[erlang-questions] Intel Quad CPUs

Richard Carlsson richardc@REDACTED
Tue Sep 4 17:44:32 CEST 2007


Christian S wrote:
> 2007/9/4, Hugh Perkins <hughperkins@REDACTED>:
>> f :: ( StudentNames );
>> f(StudentNames@[]) -> [];
>> f(StudentNames@[H|T]) when H < 3 -> {low};
>> f(StudentNames@[A, B, C|Rest]) when C =:= {foo} -> [A|T];
>> f(_StudentNames) -> 42.
> 
> We already have edoc for machine-extractable documentation, that would
> allow us to have something similar to lisp's documentation strings.

In case you haven't noticed, edoc does a pretty good job of looking
at your clauses and extracting parameter names automatically, even
if you have not written any @spec-declarations, or if you only put
types in the @spec, as in "@spec (integer(), float()) -> atom()".
In the following examples, edoc should select the parameter name Foo:

     f1(Foo) -> ...

     f2(42) -> ...;
     f2(Foo) -> ...

     f3([]) -> ...;
     f3(_Foo) -> ...   % (or _foo)

     f4(#foo{...}) -> ...

     f5([Head | Foo]) -> ...

(Before you ask - no, it won't choose the same name for two different
parameters of the same function by accident.
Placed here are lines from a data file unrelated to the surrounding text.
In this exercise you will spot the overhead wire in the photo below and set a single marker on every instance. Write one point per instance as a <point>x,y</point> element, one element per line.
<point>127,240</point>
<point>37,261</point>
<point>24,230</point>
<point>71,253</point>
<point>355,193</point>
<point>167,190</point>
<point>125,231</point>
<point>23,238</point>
If it can't find a unique
name from the hints in the patterns, it will generate a name like "X1".)

I agree that it would be handy if the shell could report this, but that
would require actually running edoc on all your code and building a dets
table or similar, combined with an API for accessing the info. So there
is definitely work for idle hands to do. Actually, I think that some
parts of that might already be implemented in Distel.